To devise a theory of education is to address the questions of culture, cultural values and cultural identity formation in the child. In this original study, Robert Mitchell gives us a scholarly overview of cultural education in Americas schools. He demonstrates how the public trust of universal education fails our children and our democracy. He then advocates reframing our concept of education in terms of a sacred trust that teaches the culture of democracy.
Turning to the question of the role of the teacher, Mr. Mitchell weaves together anecdotal evidence of a teacher archetype with advanced theories in archetypal psychology. This compelling work breaks new ground to provide us with a refreshingly new and visionary approach to K-12 education.
Sobre el autor
Robert Mitchell was born in 1945 and raised in California and Illinois. He studied architecture at the University of Illinois for two years before receiving his Bachelor of Science degree in Mathematics from Troy State University. He is a veteran who served in the Vietnam War and was honorably discharged in 1970.

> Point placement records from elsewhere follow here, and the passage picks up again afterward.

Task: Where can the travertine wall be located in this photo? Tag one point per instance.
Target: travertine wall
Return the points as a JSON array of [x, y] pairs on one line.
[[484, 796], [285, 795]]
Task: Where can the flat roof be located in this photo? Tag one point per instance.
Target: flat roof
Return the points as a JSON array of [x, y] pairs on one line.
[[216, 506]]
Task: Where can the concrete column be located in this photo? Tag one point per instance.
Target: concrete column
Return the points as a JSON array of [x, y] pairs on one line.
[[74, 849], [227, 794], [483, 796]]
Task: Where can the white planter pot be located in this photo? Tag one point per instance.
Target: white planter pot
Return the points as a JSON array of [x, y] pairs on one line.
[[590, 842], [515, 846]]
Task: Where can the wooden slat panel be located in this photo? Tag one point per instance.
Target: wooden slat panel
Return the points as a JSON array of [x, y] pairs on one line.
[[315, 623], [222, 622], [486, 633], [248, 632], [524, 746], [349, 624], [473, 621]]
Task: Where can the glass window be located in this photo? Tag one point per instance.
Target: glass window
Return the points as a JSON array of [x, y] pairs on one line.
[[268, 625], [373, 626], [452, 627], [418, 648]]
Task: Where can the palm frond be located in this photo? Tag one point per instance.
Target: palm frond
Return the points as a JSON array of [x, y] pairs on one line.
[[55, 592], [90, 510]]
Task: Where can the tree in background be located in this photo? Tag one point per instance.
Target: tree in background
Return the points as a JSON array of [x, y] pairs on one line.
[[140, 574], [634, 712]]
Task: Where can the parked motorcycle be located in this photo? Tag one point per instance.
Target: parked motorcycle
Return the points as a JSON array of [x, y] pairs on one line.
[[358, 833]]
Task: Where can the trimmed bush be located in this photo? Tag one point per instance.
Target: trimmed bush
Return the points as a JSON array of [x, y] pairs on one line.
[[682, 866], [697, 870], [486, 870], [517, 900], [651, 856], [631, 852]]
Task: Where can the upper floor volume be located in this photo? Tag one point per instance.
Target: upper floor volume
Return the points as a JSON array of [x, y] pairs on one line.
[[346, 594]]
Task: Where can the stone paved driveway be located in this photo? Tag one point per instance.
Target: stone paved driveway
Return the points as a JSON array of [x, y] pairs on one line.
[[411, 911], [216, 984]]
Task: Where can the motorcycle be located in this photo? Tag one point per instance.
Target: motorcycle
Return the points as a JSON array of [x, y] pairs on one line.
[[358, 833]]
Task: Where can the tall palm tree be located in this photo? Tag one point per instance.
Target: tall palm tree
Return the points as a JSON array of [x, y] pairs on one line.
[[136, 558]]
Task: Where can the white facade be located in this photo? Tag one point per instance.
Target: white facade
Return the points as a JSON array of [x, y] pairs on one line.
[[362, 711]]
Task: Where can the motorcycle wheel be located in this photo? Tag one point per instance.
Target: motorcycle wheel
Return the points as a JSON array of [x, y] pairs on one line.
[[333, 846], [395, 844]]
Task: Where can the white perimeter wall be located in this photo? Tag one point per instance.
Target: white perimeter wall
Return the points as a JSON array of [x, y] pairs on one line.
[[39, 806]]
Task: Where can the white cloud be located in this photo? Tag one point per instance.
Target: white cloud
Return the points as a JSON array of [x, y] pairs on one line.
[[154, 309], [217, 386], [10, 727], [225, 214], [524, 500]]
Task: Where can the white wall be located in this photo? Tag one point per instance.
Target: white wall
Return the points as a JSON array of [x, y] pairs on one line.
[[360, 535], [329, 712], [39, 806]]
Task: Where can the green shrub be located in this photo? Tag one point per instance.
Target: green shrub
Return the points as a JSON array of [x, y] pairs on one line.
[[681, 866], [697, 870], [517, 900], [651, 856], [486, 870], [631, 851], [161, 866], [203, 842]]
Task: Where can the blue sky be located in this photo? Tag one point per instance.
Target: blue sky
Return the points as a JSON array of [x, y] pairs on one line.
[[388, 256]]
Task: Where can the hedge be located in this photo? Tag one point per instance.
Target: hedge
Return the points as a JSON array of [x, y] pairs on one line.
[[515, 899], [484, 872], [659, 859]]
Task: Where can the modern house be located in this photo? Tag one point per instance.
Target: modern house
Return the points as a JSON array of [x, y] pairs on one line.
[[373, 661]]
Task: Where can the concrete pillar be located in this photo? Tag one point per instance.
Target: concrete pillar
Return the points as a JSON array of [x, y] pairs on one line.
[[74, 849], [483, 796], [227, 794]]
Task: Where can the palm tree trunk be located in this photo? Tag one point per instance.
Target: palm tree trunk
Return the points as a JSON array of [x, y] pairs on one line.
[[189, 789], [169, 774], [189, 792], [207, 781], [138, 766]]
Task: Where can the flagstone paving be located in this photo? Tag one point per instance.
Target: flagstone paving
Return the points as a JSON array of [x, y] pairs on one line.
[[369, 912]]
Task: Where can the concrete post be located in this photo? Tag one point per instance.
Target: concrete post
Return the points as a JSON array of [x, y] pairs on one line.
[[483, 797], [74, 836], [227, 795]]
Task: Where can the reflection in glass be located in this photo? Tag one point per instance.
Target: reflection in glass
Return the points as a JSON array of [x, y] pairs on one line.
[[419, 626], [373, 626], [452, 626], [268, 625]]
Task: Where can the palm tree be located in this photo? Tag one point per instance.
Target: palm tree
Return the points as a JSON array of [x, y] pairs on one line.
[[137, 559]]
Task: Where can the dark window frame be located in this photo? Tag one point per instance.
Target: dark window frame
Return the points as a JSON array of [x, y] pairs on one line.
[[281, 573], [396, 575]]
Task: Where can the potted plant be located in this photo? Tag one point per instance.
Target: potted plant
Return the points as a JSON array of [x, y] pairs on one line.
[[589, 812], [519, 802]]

He then lived in Europe, North Africa and Mexico, working as a freelance writer and designer for eight years before becoming a teacher in a small private American secondary school in Mexico. In a career spanning nearly 30 years, Mr. Mitchell has taught English, history, art and mathematics in both public and private schools in the United States and abroad. He currently lives in Maryland and teaches mathematics in a small private secondary school near Washington DC.